The Apgar score is named after a New York anesthesiologist, Dr. Virginia Apgar, who in 1952 described the score as a means to assess the baby's status 1 and 5-minutes after birth.
This is how it’s done: At one minute and again five minutes after birth, the nurse or a doctor examines the baby and checks her for five different parameters: The baby’s heart rate is counted, breathing is checked, reflexes are assessed, muscle tone is evaluated and the baby’s color is checked. Often there is an alarm clock above the crib making sure these tests are done exactly on time.
Each of these 5 parameters is given a score of between 0 and 2 at 1-minute and 5-minutes after delivery and the scores are added up for the total Apgar score.. If you were told that the Apgar score of 7 and 8, for example, the score most likely was 7 at 1 minute and at 5-minutes it was 8.
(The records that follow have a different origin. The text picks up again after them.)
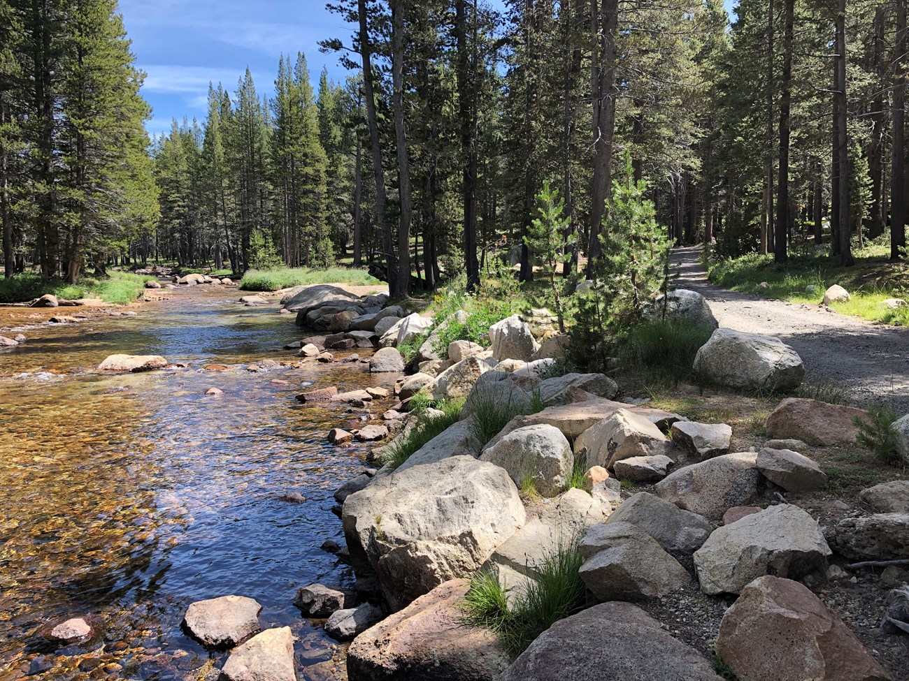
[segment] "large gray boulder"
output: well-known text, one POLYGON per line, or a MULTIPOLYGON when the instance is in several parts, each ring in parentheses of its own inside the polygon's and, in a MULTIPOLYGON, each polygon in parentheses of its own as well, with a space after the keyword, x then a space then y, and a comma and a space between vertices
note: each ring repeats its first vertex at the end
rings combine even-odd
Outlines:
POLYGON ((797 506, 772 506, 714 530, 694 567, 705 594, 737 594, 754 579, 800 579, 826 566, 831 555, 817 521, 797 506))
POLYGON ((574 456, 584 456, 587 467, 611 469, 623 459, 665 455, 670 444, 666 436, 650 420, 629 410, 620 409, 584 430, 574 440, 574 456))
POLYGON ((604 603, 559 620, 503 681, 722 681, 697 650, 631 603, 604 603))
POLYGON ((99 371, 152 371, 167 366, 167 360, 158 355, 110 355, 98 365, 99 371))
POLYGON ((464 623, 470 587, 452 579, 360 634, 347 651, 352 681, 499 678, 511 657, 498 637, 464 623))
POLYGON ((530 327, 521 321, 521 317, 513 314, 489 327, 489 340, 492 341, 493 359, 522 360, 530 361, 531 358, 540 349, 530 327))
MULTIPOLYGON (((282 299, 284 301, 284 299, 282 299)), ((338 307, 345 310, 349 305, 361 301, 360 296, 330 284, 305 286, 284 303, 284 309, 297 313, 297 320, 305 319, 316 308, 338 307)))
POLYGON ((673 441, 699 461, 729 453, 733 429, 725 423, 679 421, 673 424, 673 441))
POLYGON ((508 473, 470 456, 378 478, 342 512, 351 555, 376 571, 393 607, 469 576, 525 520, 508 473))
POLYGON ((909 513, 844 518, 830 533, 836 552, 852 560, 909 558, 909 513))
POLYGON ((649 534, 625 522, 594 525, 578 545, 579 574, 601 601, 665 596, 691 582, 687 570, 649 534))
POLYGON ((540 424, 514 430, 490 447, 480 460, 501 466, 516 485, 531 479, 543 497, 559 494, 571 477, 574 455, 562 431, 540 424))
POLYGON ((742 679, 891 681, 836 613, 777 577, 743 589, 723 616, 716 651, 742 679))
POLYGON ((827 484, 827 475, 816 461, 791 449, 762 449, 757 469, 787 492, 814 492, 827 484))
POLYGON ((414 397, 421 390, 425 388, 427 385, 431 384, 435 379, 430 376, 428 373, 417 372, 413 376, 408 376, 401 383, 401 390, 398 391, 398 397, 401 400, 408 400, 414 397))
POLYGON ((853 445, 858 435, 856 418, 866 421, 868 414, 844 404, 786 398, 767 419, 767 437, 801 439, 814 447, 853 445))
POLYGON ((649 321, 662 320, 664 314, 667 320, 690 321, 710 331, 720 326, 710 310, 707 299, 688 289, 676 289, 661 295, 645 305, 642 311, 644 319, 649 321))
MULTIPOLYGON (((587 396, 586 393, 583 393, 587 396)), ((513 419, 505 426, 500 437, 504 437, 514 429, 531 426, 534 423, 548 423, 555 426, 569 439, 578 438, 582 433, 593 428, 604 419, 613 416, 619 410, 626 410, 634 414, 646 419, 657 428, 669 428, 673 423, 681 420, 682 417, 662 410, 654 410, 647 407, 632 407, 624 402, 614 402, 611 400, 602 400, 589 396, 580 401, 574 401, 570 404, 558 405, 556 407, 547 407, 535 414, 528 416, 518 416, 513 419)), ((574 452, 578 452, 575 445, 574 452)), ((593 465, 593 464, 590 464, 593 465)))
POLYGON ((574 389, 606 400, 614 399, 619 392, 615 381, 602 373, 566 373, 564 376, 546 379, 537 387, 540 400, 547 407, 571 402, 574 389))
POLYGON ((496 548, 483 569, 496 574, 514 594, 537 577, 546 560, 574 546, 586 528, 605 520, 609 510, 608 502, 569 489, 496 548))
POLYGON ((426 444, 415 451, 401 464, 397 470, 406 470, 415 466, 435 463, 449 457, 477 457, 482 445, 474 434, 473 422, 467 419, 446 428, 426 444))
POLYGON ((427 330, 431 329, 432 326, 432 318, 421 317, 419 313, 414 312, 395 322, 394 326, 383 333, 379 338, 379 346, 382 348, 396 348, 422 335, 427 330))
POLYGON ((757 500, 763 479, 757 455, 739 452, 674 470, 654 491, 680 508, 719 522, 727 509, 757 500))
POLYGON ((221 670, 224 681, 296 681, 289 627, 266 629, 238 646, 221 670))
POLYGON ((659 482, 667 475, 675 461, 663 454, 652 457, 632 457, 616 461, 613 466, 615 477, 623 482, 659 482))
POLYGON ((244 596, 222 596, 191 603, 183 624, 208 647, 236 646, 259 630, 262 606, 244 596))
POLYGON ((694 373, 716 385, 791 390, 804 379, 798 353, 773 336, 717 329, 694 357, 694 373))
POLYGON ((636 525, 666 551, 681 555, 696 551, 713 531, 703 516, 682 510, 648 492, 638 492, 626 498, 606 522, 636 525))
POLYGON ((401 373, 404 371, 404 358, 395 348, 382 348, 369 360, 372 373, 401 373))
POLYGON ((859 492, 875 513, 909 513, 909 480, 891 480, 859 492))
POLYGON ((339 641, 349 641, 373 625, 382 621, 382 608, 371 603, 336 610, 325 622, 325 633, 339 641))

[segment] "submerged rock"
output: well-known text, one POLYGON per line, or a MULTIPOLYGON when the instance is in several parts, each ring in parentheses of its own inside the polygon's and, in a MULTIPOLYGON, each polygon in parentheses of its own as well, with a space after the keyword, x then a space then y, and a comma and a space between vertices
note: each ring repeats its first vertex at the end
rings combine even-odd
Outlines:
POLYGON ((502 681, 722 681, 694 648, 631 603, 604 603, 559 620, 502 681))
POLYGON ((167 360, 158 355, 111 355, 98 365, 98 370, 139 372, 166 366, 167 360))
POLYGON ((382 608, 371 603, 335 611, 325 622, 325 633, 339 641, 347 641, 382 621, 382 608))
POLYGON ((190 604, 184 626, 208 647, 236 646, 259 630, 262 606, 244 596, 222 596, 190 604))
POLYGON ((469 586, 447 581, 360 634, 347 651, 352 681, 498 678, 511 658, 492 631, 464 624, 469 586))
POLYGON ((289 627, 266 629, 238 646, 221 670, 225 681, 296 681, 289 627))

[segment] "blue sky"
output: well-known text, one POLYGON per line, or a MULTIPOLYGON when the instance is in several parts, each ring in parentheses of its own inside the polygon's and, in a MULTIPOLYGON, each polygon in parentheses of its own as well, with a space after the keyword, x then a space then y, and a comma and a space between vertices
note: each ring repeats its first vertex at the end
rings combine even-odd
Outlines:
MULTIPOLYGON (((727 9, 736 4, 724 2, 727 9)), ((305 54, 314 86, 323 66, 334 80, 345 75, 318 41, 347 42, 352 26, 325 0, 120 0, 120 11, 137 64, 148 74, 143 94, 154 109, 152 134, 169 130, 172 118, 201 121, 208 83, 233 91, 247 65, 259 95, 270 93, 282 53, 305 54)))

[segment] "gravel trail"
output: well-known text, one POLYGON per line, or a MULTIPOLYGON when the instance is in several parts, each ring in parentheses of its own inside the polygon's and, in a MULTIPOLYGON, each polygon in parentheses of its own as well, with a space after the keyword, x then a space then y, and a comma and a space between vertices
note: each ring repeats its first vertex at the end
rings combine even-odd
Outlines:
POLYGON ((673 282, 704 296, 721 327, 777 336, 802 357, 808 382, 844 386, 858 403, 890 403, 909 412, 909 329, 875 324, 825 307, 769 301, 714 286, 698 247, 673 252, 673 282))

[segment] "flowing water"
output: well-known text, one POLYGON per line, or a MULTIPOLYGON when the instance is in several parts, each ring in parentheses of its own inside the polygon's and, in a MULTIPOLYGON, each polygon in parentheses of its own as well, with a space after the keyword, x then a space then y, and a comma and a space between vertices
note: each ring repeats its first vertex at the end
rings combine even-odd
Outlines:
POLYGON ((235 298, 180 291, 135 317, 98 311, 70 325, 0 311, 0 333, 28 337, 0 352, 0 681, 193 678, 209 654, 181 631, 183 615, 227 594, 258 600, 263 628, 292 627, 301 679, 343 676, 343 649, 293 598, 299 586, 353 578, 320 546, 342 540, 332 492, 365 447, 325 435, 362 413, 294 398, 310 383, 380 381, 355 362, 247 371, 293 360, 280 349, 300 334, 275 306, 235 298), (115 352, 188 367, 91 370, 115 352), (229 369, 203 368, 212 363, 229 369), (224 394, 205 396, 210 387, 224 394), (282 500, 288 492, 306 500, 282 500), (95 640, 47 641, 55 624, 84 616, 95 640))

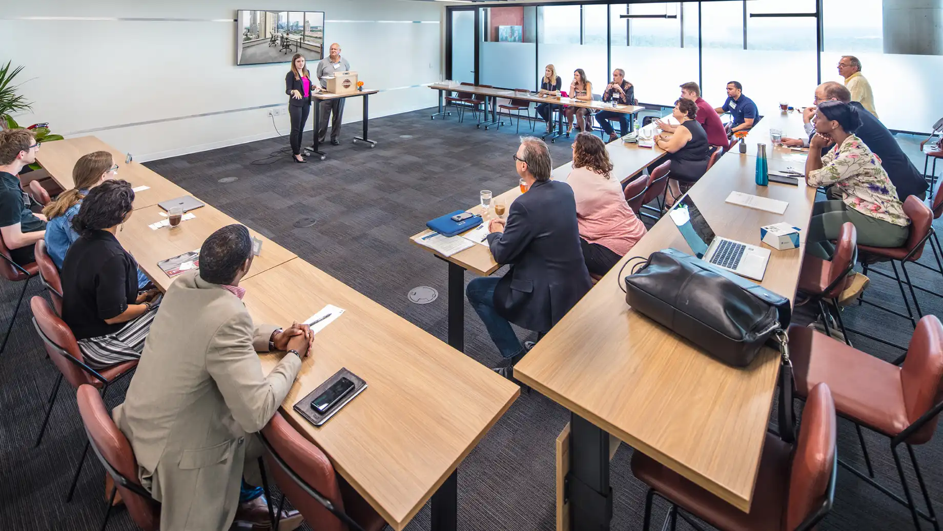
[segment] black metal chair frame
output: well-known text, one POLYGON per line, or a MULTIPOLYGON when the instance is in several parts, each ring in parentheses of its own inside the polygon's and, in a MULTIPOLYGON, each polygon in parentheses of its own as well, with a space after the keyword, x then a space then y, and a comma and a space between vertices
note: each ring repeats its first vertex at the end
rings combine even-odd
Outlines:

The lowest total score is 0, the highest score is 10. There are no extra points for a really cute baby.
The Apgar Scoring System
|Respiratory effort/Breathing||Apneic||Weak, irregular, gasping||Strong, lusty cry|
|Reflex irritability||No response to stimulation||grimace/feeble cry when stimulated||Facial grimace, cry or pull away when stimulated|
|Muscle tone||Flaccid||Some flexion||Good flexion of arms/legs that resist extension|
|Color||Blue or pale all over||Body pink,
hands & feet blue
|Body and Extremities Pink|
The first 5-10 minutes right after birth are extremely important to the baby. The main reason why your doctor wants to do the Apgar score is to find out how the baby is doing, and whether she needs some further support to breathe right after birth. Inside the uterus, the baby was ‘breathing’ and received oxygen and nutrition through the umbilical cord. Once the baby is delivered, the oxygen does not come from the umbilical cord anymore but needs to be delivered through the lungs by the baby taking breaths. So the baby’s very first breaths and color will determine whether the lungs are expanding well and deliver oxygen from the air through the lungs to the baby.
The Apgar score will thus help the doctor figure out the answer to the following questions:
- Can the baby breathe on her own?
- Does she need some more oxygen?
- Are the lungs and the heart functioning well?
- Can she adjust well to the outside environment?
Of the two scores, the 5-minute Apgar score is more important than the 1-minute score because it takes some babies normally a little longer than others to start moving around and breathing normally.
- An Apgar score of between 7 and 10 is normal and is indicative of a baby that does not require any active interventive measures.
- Apgar scores between 4 and 6 suggest further observation of the baby,
- Apgar scores of 3 or lower are really rare. With these scores, the baby usually requires immediate resuscitative measures which may include giving oxygen or placing a tube into the baby’s trachea (intubation).
Many researchers have tried to predict future outcomes and problems based on the baby’s Apgar scores. As of today, there is no conclusive evidence that infants’ long-term outcomes, either good outcomes or not so good outcomes, are directly related to their Apgar scores.
In addition, the question sometimes comes up whether a low Apgar score shows that the baby has not received enough oxygen (hypoxia) in labor.
To clarify this, the American Academy of Pediatrics and the American College of Obstetricians and Gynecologists came out with a joint announcement which includes the following statements:
1. ”The Apgar score is useful in assessing the condition of the infant at birth.”
2. “The Apgar score alone should not be used as evidence that neurologic damage was caused by hypoxia that results in neurologic injury or from inappropriate intrapartum treatment”
3 “A low 1-minute Apgar score does not correlate with the infant's future outcome.”
4. “The 5-minute Apgar score, and particularly the change in the score between 1 and 5 minutes, is a useful index of the effectiveness of resuscitation efforts. “
5. “However, even a 5-minute score of 0 to 3, although possibly a result of hypoxia, is limited as an indicator of the severity of the problem and correlates poorly with future neurologic outcome”
Don’t try to predict from the Apgar scores whether your daughter will become President of the United States. Or go to Harvard or Yale. Or marry happily and have 10 children. But you can rest reassured that with your support all options are open to her to become a very successful and hopefully a happy person.